Electropherogram of the consensus sequence (top) and proband sequence (bottom), indicating area of deletion (red arrows) showing the location of the 26-bp deletion c. 972_997del. The consensus sequence is heterozygous for a common silent change (c.987G>A).
Discussion
The P blood group system is polymorphic in nature, comprising P1 as a strongly expressed antigen, P2 lacking the P1, P as the high frequency antigen, and Pk as the precursor for all [8, 9, 10]. The absence of these antigens comprises the P-null phenotype, with a presence of regularly/naturally occurring alloantibody directed to the high-frequency antigen complex of the PP1Pk [2]. The P-null phenotype is a rare entity that occurs in different parts of the world [11, 12, 13, 14], which makes it difficult to find compatible blood for transfusion. Our case posed a tremendous problem, i.e., to find compatible blood in an emergency situation. In India, a few suspected cases of P-null phenotype have been recorded, but only 1 case was confirmed by molecular analysis [6]. The case presented here is, therefore, the second example of P-null to be reported in India.

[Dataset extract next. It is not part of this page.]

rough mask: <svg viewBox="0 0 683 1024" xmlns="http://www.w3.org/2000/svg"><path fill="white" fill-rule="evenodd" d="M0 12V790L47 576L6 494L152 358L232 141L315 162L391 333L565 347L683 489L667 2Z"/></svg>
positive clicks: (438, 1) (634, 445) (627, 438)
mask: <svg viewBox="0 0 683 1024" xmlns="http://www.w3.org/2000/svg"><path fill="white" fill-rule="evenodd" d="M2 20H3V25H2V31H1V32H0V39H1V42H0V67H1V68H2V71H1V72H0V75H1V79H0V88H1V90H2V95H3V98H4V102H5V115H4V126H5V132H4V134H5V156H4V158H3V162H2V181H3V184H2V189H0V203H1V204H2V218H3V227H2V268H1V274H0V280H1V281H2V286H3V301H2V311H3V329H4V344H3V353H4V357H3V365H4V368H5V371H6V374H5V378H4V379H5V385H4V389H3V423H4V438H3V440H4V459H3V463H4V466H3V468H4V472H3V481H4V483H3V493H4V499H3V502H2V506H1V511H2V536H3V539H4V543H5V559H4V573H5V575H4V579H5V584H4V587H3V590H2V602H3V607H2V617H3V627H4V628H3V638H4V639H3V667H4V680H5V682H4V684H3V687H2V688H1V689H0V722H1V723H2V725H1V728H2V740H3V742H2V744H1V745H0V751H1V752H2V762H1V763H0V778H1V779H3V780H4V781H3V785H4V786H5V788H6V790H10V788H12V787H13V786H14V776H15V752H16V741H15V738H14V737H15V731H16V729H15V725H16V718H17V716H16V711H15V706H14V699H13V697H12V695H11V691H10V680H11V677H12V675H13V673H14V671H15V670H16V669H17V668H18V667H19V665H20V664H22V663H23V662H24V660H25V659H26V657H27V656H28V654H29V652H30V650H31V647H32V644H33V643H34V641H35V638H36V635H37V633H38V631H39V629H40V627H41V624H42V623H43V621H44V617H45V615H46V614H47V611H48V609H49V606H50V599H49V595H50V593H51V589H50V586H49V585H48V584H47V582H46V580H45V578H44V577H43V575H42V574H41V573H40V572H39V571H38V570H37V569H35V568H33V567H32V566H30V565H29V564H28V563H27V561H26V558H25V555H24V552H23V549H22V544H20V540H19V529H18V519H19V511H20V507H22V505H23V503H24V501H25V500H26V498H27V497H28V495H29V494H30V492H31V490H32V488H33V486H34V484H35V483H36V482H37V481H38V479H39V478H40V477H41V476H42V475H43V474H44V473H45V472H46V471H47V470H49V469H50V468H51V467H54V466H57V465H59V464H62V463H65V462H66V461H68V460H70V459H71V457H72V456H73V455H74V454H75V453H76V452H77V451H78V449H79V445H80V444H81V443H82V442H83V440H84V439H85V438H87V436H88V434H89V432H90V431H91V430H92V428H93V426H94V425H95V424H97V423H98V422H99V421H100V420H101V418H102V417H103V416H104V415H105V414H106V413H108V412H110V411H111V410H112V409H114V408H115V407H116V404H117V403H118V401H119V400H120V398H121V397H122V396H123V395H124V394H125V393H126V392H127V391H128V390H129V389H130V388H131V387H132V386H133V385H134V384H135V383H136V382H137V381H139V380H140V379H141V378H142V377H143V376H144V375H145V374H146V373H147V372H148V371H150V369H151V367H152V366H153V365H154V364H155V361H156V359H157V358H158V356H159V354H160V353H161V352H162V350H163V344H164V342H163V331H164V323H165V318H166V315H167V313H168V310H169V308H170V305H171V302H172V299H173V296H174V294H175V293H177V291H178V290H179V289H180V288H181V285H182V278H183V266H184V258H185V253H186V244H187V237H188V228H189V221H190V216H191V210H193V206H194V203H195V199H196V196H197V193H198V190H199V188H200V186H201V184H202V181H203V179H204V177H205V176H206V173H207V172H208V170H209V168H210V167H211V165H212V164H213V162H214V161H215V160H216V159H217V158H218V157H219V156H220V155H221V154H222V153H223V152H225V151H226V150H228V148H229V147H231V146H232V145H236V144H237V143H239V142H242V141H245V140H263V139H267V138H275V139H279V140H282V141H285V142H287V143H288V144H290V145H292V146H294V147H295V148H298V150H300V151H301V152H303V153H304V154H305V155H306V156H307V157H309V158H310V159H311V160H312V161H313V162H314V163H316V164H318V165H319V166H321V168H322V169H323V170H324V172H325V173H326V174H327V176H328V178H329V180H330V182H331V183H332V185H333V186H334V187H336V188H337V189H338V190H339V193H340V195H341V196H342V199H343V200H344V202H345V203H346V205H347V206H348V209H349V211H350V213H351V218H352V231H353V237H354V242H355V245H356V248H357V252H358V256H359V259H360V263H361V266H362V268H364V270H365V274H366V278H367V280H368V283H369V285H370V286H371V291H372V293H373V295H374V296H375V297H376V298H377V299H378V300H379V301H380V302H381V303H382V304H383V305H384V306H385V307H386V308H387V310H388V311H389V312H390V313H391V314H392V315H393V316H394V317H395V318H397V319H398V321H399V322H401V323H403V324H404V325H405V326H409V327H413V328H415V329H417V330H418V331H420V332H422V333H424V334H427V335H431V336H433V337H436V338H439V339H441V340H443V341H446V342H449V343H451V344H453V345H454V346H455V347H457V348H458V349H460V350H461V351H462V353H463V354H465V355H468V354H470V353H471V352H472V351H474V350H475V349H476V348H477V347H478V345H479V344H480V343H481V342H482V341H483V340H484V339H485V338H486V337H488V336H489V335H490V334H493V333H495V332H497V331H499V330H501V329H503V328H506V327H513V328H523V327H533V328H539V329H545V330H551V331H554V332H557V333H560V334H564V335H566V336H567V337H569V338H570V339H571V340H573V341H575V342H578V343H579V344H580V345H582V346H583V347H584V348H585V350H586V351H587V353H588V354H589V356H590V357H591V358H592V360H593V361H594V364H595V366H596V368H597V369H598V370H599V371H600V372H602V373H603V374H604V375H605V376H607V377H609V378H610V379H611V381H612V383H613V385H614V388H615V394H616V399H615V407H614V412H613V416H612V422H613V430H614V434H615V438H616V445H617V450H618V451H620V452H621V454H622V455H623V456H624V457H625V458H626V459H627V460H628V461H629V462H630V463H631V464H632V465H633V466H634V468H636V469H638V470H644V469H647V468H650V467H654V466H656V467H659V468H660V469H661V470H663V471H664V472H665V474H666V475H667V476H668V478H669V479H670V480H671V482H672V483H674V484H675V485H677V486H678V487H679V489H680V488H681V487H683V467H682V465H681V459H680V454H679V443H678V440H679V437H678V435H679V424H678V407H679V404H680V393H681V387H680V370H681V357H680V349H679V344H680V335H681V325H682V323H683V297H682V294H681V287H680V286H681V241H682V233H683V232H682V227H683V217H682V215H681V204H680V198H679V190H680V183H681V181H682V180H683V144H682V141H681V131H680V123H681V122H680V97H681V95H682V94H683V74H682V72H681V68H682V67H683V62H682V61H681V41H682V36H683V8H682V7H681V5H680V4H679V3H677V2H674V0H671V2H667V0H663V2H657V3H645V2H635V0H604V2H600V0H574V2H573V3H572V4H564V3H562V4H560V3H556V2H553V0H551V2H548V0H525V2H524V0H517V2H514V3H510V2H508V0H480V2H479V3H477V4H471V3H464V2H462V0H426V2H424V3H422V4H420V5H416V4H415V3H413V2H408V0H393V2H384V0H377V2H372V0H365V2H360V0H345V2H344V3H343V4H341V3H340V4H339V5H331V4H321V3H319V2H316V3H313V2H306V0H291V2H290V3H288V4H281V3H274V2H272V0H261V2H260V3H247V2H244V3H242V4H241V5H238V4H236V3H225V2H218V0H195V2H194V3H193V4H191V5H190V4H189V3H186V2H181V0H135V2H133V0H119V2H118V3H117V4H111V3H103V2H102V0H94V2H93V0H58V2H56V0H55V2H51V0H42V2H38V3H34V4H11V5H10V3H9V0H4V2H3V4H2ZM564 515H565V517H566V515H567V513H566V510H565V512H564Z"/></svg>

Anti-PP1Pk is known to show complement-mediated hemolysis in vitro and clinical significance to cause HTR, HDFN, or spontaneous abortion [2, 3, 4]. The antibody in our patient also showed in vitro lysis of incompatible RBCs and yielded severe HTR to a small volume of incompatible RBCs transfused, presenting a picture similar to the previously described case [2]. Anti-PP1Pk in our case was partially inhibited by hydatid cyst fluid, subscribing to the Pk and P1 antigens on RBCs having the same terminal disaccharide (Gal[α1 → 4]Gal) as a soluble entity in the hydatid cyst fluid [15].

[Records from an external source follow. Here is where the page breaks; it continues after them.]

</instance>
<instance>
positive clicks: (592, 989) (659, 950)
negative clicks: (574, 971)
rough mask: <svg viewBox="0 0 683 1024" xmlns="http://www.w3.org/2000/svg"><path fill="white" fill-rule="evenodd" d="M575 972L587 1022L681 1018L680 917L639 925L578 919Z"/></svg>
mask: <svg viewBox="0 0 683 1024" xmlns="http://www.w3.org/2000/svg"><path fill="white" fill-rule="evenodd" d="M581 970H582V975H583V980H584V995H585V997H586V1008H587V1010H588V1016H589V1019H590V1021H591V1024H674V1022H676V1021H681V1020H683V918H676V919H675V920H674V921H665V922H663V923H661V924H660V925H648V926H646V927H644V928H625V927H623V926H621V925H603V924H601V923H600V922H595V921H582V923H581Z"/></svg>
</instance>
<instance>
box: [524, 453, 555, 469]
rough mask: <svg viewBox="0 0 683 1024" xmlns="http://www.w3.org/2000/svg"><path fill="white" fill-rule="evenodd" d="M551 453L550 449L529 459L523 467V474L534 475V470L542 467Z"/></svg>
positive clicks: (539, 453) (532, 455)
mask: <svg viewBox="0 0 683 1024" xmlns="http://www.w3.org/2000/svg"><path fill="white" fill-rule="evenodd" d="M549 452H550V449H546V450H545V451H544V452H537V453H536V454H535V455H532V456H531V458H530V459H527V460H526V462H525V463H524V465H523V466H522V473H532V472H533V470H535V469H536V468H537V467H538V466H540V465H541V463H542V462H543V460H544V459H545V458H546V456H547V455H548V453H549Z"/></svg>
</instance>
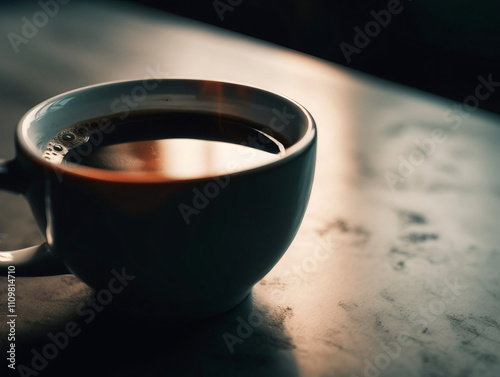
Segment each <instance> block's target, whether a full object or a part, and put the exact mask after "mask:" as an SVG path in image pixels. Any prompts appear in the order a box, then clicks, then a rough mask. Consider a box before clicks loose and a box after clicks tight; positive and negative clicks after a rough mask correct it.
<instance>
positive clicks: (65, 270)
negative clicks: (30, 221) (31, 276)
mask: <svg viewBox="0 0 500 377" xmlns="http://www.w3.org/2000/svg"><path fill="white" fill-rule="evenodd" d="M26 187H27V182H26V177H25V175H23V174H22V170H21V168H20V166H19V163H18V161H17V160H10V161H0V189H3V190H6V191H10V192H12V193H14V194H24V191H25V188H26ZM13 270H14V271H15V275H16V276H48V275H59V274H68V273H70V272H69V271H68V269H67V268H66V266H65V265H64V264H63V263H62V261H61V260H59V259H58V258H57V257H55V256H54V255H53V254H52V253H51V252H50V248H49V246H48V245H47V243H43V244H41V245H38V246H32V247H28V248H25V249H20V250H12V251H0V276H6V275H7V274H8V273H9V272H11V273H12V271H13Z"/></svg>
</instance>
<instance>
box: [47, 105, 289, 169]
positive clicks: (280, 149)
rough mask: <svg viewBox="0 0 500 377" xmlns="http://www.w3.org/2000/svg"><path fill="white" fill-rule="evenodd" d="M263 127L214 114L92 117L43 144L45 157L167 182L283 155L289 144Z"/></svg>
mask: <svg viewBox="0 0 500 377" xmlns="http://www.w3.org/2000/svg"><path fill="white" fill-rule="evenodd" d="M262 128H263V127H262V126H259V125H256V124H252V123H250V122H248V121H243V120H241V119H235V118H231V117H227V116H217V115H213V114H202V113H154V112H148V113H131V114H130V115H129V116H128V117H127V118H126V119H123V120H120V119H118V118H113V117H107V118H100V119H92V120H89V121H84V122H79V123H77V124H74V125H73V126H71V127H68V128H66V129H65V130H63V131H61V132H59V133H58V134H57V135H56V136H55V137H54V138H53V139H52V140H51V141H50V142H49V143H48V144H47V146H46V148H45V151H44V158H45V159H47V160H48V161H50V162H52V163H56V164H71V163H73V164H78V165H84V166H89V167H93V168H98V169H105V170H113V171H127V172H152V173H156V174H161V175H164V176H167V177H171V178H193V177H197V176H214V175H222V174H227V173H229V172H232V171H235V170H240V169H248V168H252V167H255V166H257V165H261V164H267V163H269V162H272V161H274V160H277V159H279V158H280V157H281V156H282V155H283V153H284V150H285V147H286V146H287V141H286V140H285V139H284V138H283V137H282V136H280V135H276V134H272V135H270V134H266V133H264V132H263V131H261V130H260V129H262ZM267 131H268V132H269V130H267Z"/></svg>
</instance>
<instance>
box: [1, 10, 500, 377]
mask: <svg viewBox="0 0 500 377" xmlns="http://www.w3.org/2000/svg"><path fill="white" fill-rule="evenodd" d="M63 3H65V2H63V1H59V2H58V3H57V4H58V7H57V9H56V8H53V9H52V11H50V12H52V13H51V14H49V15H48V16H47V18H46V22H43V21H44V20H45V18H44V17H43V16H40V14H39V12H49V11H47V10H42V9H41V8H40V5H39V4H37V3H35V2H33V3H29V4H27V3H26V4H23V5H22V6H19V5H18V6H14V7H11V8H9V7H3V8H1V9H0V29H1V33H0V34H1V35H2V37H1V38H0V114H2V122H1V126H0V146H1V153H0V157H1V158H12V157H13V154H14V148H13V132H14V128H15V126H16V123H17V121H18V120H19V119H20V118H21V117H22V115H23V114H24V113H25V112H26V111H27V110H29V108H31V107H32V106H34V105H36V104H37V103H39V102H41V101H42V100H44V99H46V98H49V97H51V96H53V95H56V94H59V93H62V92H65V91H68V90H71V89H75V88H78V87H82V86H86V85H90V84H95V83H99V82H105V81H112V80H122V79H136V78H144V77H146V76H148V75H156V76H162V77H183V78H186V77H187V78H203V79H214V80H223V81H231V82H238V83H243V84H248V85H251V86H257V87H261V88H263V89H266V90H271V91H274V92H276V93H279V94H283V95H286V96H288V97H291V98H293V99H295V100H297V101H298V102H300V103H301V104H303V105H304V106H305V107H306V108H307V109H308V110H309V111H310V112H311V113H312V115H313V117H314V118H315V120H316V122H317V125H318V135H319V138H318V142H319V145H318V162H317V168H316V176H315V182H314V186H313V191H312V195H311V199H310V204H309V207H308V210H307V212H306V215H305V218H304V221H303V223H302V226H301V228H300V230H299V233H298V235H297V237H296V239H295V241H294V242H293V244H292V245H291V246H290V248H289V250H288V251H287V253H286V254H285V255H284V257H283V258H282V259H281V261H280V262H279V263H278V264H277V265H276V267H275V268H274V269H273V270H272V271H271V272H270V273H269V274H268V275H267V276H266V277H265V278H264V279H263V280H262V281H261V282H260V283H258V284H257V285H256V286H255V288H254V289H253V292H252V294H251V296H249V297H248V298H247V299H246V300H245V301H244V302H243V303H242V304H241V305H239V306H238V307H236V308H235V309H234V310H232V311H230V312H228V313H226V314H224V315H222V316H219V317H217V318H213V319H209V320H205V321H200V322H195V323H190V324H185V325H181V324H175V325H172V324H168V323H160V322H153V321H136V320H132V319H127V318H124V317H123V316H121V315H120V313H116V312H115V311H114V309H113V308H112V307H111V306H110V307H101V306H93V304H92V299H93V298H95V297H94V295H95V292H93V291H92V290H91V289H90V288H88V287H87V286H85V285H84V284H83V283H81V282H79V281H78V280H77V279H76V278H74V277H73V276H71V275H62V276H51V277H24V278H18V279H17V287H16V291H17V309H18V319H17V327H16V331H17V333H16V358H17V359H16V364H17V366H18V367H20V366H21V365H22V366H23V368H22V370H19V369H18V370H17V371H16V372H14V374H13V375H21V376H38V375H39V376H42V377H43V376H69V375H71V376H88V375H99V376H117V377H118V376H120V377H125V376H273V377H279V376H287V377H293V376H307V377H326V376H347V377H354V376H358V377H361V376H370V377H376V376H387V377H400V376H403V375H404V376H407V377H417V376H419V377H420V376H421V377H425V376H446V377H452V376H457V377H458V376H460V377H466V376H478V377H497V376H499V375H500V273H499V267H500V231H499V228H498V227H499V223H498V220H499V213H500V174H499V170H498V163H499V162H500V148H499V146H500V127H499V126H500V117H498V116H496V115H493V114H490V113H486V112H483V111H481V110H477V109H476V108H477V104H478V103H479V102H480V101H487V100H488V98H490V97H491V96H495V95H498V93H496V90H497V89H498V87H499V85H500V83H497V82H496V80H497V79H500V78H496V77H493V76H492V75H486V74H484V75H482V76H478V82H477V84H478V87H477V88H476V90H475V91H474V92H473V93H470V96H469V97H466V98H464V103H463V104H462V103H453V102H450V101H448V100H445V99H443V98H439V97H435V96H432V95H429V94H426V93H422V92H419V91H416V90H413V89H410V88H407V87H403V86H400V85H397V84H394V83H390V82H386V81H382V80H379V79H377V78H374V77H371V76H368V75H364V74H361V73H359V72H356V71H353V70H349V69H347V68H344V67H340V66H337V65H335V64H332V63H329V62H325V61H322V60H319V59H316V58H314V57H310V56H307V55H303V54H300V53H297V52H294V51H291V50H287V49H284V48H281V47H279V46H275V45H272V44H268V43H265V42H262V41H259V40H255V39H252V38H249V37H245V36H243V35H239V34H235V33H231V32H227V31H224V30H222V29H218V28H215V27H212V26H207V25H203V24H200V23H196V22H193V21H189V20H186V19H183V18H179V17H177V16H173V15H169V14H166V13H156V12H152V11H150V10H147V9H143V8H140V7H137V8H135V6H132V5H131V6H126V5H123V4H122V5H121V6H117V5H116V4H114V3H109V4H108V3H105V4H99V3H98V2H86V3H80V2H77V1H71V2H66V3H65V4H63ZM106 4H107V5H106ZM50 12H49V13H50ZM37 17H38V18H37ZM227 17H230V14H227ZM25 20H28V21H35V22H38V25H39V27H36V31H35V30H31V33H30V30H27V29H26V28H27V27H26V26H23V25H24V23H25ZM23 27H24V31H23ZM23 32H24V34H23ZM12 33H13V34H12ZM14 34H16V35H17V36H18V37H19V38H20V39H19V38H17V37H15V36H14ZM9 35H10V36H9ZM0 208H1V216H0V241H1V243H0V248H2V249H6V250H7V249H9V250H10V249H15V248H19V247H27V246H30V245H32V244H35V243H38V242H40V241H43V238H42V236H41V235H40V232H39V231H38V230H37V228H36V225H35V223H34V220H32V218H31V215H30V212H29V208H28V206H27V204H26V203H25V202H24V201H23V199H22V198H20V197H15V196H13V195H10V194H7V193H0ZM94 304H95V301H94ZM86 305H87V306H86ZM138 305H140V303H138ZM85 307H86V309H84V310H86V312H85V313H86V315H82V308H85ZM6 312H7V280H6V278H5V277H2V278H0V316H1V317H2V319H1V325H0V348H1V350H2V355H4V356H5V353H6V351H8V346H7V344H8V342H7V335H8V331H9V325H8V324H6ZM68 324H75V326H76V327H75V328H73V330H72V331H74V332H75V333H76V332H77V333H78V334H75V336H74V337H71V338H70V339H69V340H68V341H67V342H66V341H65V339H64V337H61V336H59V337H58V334H61V333H62V332H64V331H66V330H67V327H68ZM75 329H77V330H78V331H77V330H75ZM58 342H59V343H58ZM54 344H55V345H58V344H59V346H57V347H55V346H54ZM51 345H52V346H51ZM44 355H45V356H47V355H48V356H49V357H48V358H47V357H43V356H44ZM4 356H2V358H1V359H2V361H1V362H0V364H1V365H0V370H1V373H0V375H2V376H3V375H6V374H7V372H10V369H9V368H8V367H7V364H8V361H7V360H6V358H5V357H4ZM4 372H5V374H4Z"/></svg>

While A4GALT encodes the transferases that catalyze the synthesis of P1 and Pk [16], the P antigen is encoded by a different gene called B3GALNT1 [17]. However, antigen expression is also affected by genetic mutations in A4GALT because Pk is the precursor of P [10]. Even though rare, there are >35 reported A4GALT variants that cause the P-null phenotype [18]. The genomic backgrounds of these null alleles are heterogeneous; missense mutations in conserved regions of the galactosyltransferase gene are predicted to lead to an inactivation of the enzyme [9, 10], and nonsense mutations like nucleotide insertions or deletions lead to a change in the reading frame and, most likely, to a total loss of enzyme activity [9]. Xu et al. [7] reported a case with a 26-bp deletion at position c.972_ 997 of A4GALT causing a shift of the reading frame, designated as A4GALT*01N.19. In our patient, we found the same variant allele, the first of its kind in an Indian person, i.e., of distinctly different race/ethnicity from the previous report, which was of a Chinese patient.
Conclusion
This report documents a rare case of the P-null phenotype with an alloanti-PP1Pk causing severe HTR to transfusion of a trial dose of the least incompatible blood. The case is the first example of this specific A4GALT mutation encountered in India.
Statement of Ethics
The study was approved by the committee members of the Institute to carry out this research. The patient being a minor, written informed consent was obtained from her father for publication of this case report. The patient's identity is not disclosed in the paper.
Conflict of Interest Statement
The authors have no conflicts of interest to disclose.
Funding Sources
The authors did not receive any funding.
Author Contributions
A.N.K., S.B.S., M.M.R., and S.R.J. were involved in the serological diagnosis of the rare phenotype and the patient blood management; J.A. and C.M.W. performed the molecular work and interpretation of results; S.R.J., J.A., and C.M.W. drafted and critically evaluated the manuscript.
Acknowledgement
The authors thank Ms. Christine Lomas, New York Blood Center, Long Island, for sharing RBCs with the P-null phenotype and anti-PP1Pk from her collections to confirm the phenotype and antibody specificity of our case. We also thank Dr. Shamee Shastry and Dr. Manjunath Joshi, Manipal Academy of Higher Education, Manipal, for organizing and testing our patient's sample to rule out the mutation involved in the previously reported case from India.